Board members questioned whether the building’s original siting followed earlier advice (one commissioner referenced USDA involvement at the time of construction) and whether farm operations would continue. Kenhammer replied that farm equipment is stored there now and that his grandson may farm some of the ground in the future; he also described limited county/state inspections at construction (electrical inspection cited).
DNR and erosion context
Staff flagged a recent DNR communication based on a site visit and highlighted shoreline mapping using lidar and updated floodplain data; staff noted differences between older 1984 effective maps and newer elevation data when assessing the base flood and setback measurements. Board members and staff discussed the statutory distinction between the 50‑foot riparian buffer standard applied to row cropping (Board of Water and Soil Resources guidance) and the 100‑foot building setback found in Winona County’s shoreland regulations.
Public comment and deliberation
The board opened the public hearing. Todd Weimler (who identified himself in the record and provided an address in La Crescent) spoke in support of the applicants’ cleanup and restoration work along the stream, saying the property owners had been working for several years to reseed and remove debris. After public comment the hearing was closed, and board members deliberated, noting both the applicant’s visible bank improvements and some continuing erosion on steep banks that warranted careful conditions.
Approval and appeal rights
Lynn moved to approve the variances with the conditions recommended by staff; Ed seconded.
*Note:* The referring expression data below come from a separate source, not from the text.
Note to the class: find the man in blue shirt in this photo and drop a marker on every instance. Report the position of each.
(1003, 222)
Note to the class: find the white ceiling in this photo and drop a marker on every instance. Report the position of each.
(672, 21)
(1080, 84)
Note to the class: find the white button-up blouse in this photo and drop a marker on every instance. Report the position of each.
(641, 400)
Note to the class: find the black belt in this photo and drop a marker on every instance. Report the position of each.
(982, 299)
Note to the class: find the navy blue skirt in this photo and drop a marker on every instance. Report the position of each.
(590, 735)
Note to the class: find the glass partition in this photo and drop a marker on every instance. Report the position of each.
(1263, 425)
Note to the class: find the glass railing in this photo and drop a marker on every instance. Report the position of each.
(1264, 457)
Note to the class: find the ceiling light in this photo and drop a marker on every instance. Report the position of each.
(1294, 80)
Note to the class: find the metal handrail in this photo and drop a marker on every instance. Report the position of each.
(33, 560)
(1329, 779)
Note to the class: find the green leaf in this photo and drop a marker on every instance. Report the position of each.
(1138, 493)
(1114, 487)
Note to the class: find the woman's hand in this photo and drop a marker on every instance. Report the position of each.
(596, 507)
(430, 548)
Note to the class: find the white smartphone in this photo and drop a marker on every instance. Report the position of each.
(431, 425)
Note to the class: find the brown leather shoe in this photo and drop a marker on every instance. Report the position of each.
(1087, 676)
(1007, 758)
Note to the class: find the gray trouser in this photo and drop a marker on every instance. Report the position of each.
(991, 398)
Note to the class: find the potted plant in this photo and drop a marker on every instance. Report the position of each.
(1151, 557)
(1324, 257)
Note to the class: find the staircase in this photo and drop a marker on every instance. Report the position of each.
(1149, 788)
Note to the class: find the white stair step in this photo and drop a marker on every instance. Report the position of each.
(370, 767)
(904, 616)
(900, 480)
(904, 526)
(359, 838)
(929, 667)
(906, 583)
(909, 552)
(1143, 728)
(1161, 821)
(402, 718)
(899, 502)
The board approved the motion by voice vote (recorded as "aye"); the chair read the appeal language and advised that any aggrieved person or local department may appeal the decision to district court within 30 days of receipt of the decision.
What the approval does and next steps
The approval permits the conversion of the existing agricultural structure into a dwelling unit on the identified parcel(s) subject to the conditions the board attached (conditions referenced in staff materials). If an appeal is filed within the 30‑day statutory window, the district court may review questions of law and fact. Otherwise, the approval will move forward to the planning commission and any required follow‑up (septic and well permits, conditional use permit processes, and any required shoreland mitigation) must be completed before occupancy.
Clarifications and uncertainties
The transcript and materials show some inconsistent name spellings in the record for petitioners (the meeting docket lists "Todd and Sheila Wehmiller," while a public commenter signed the record as "Todd Weimler"); the board record and any submitted written materials should be consulted for the authoritative petitioner name for appeals or legal filings. Several site specifics recorded in testimony — for example, parcel aggregation, exact vote roll call (the motion was decided by voice vote and individual vote names were not entered), and final engineering details for septic placement — were not specified in the oral record and will need to be confirmed in the official file if required.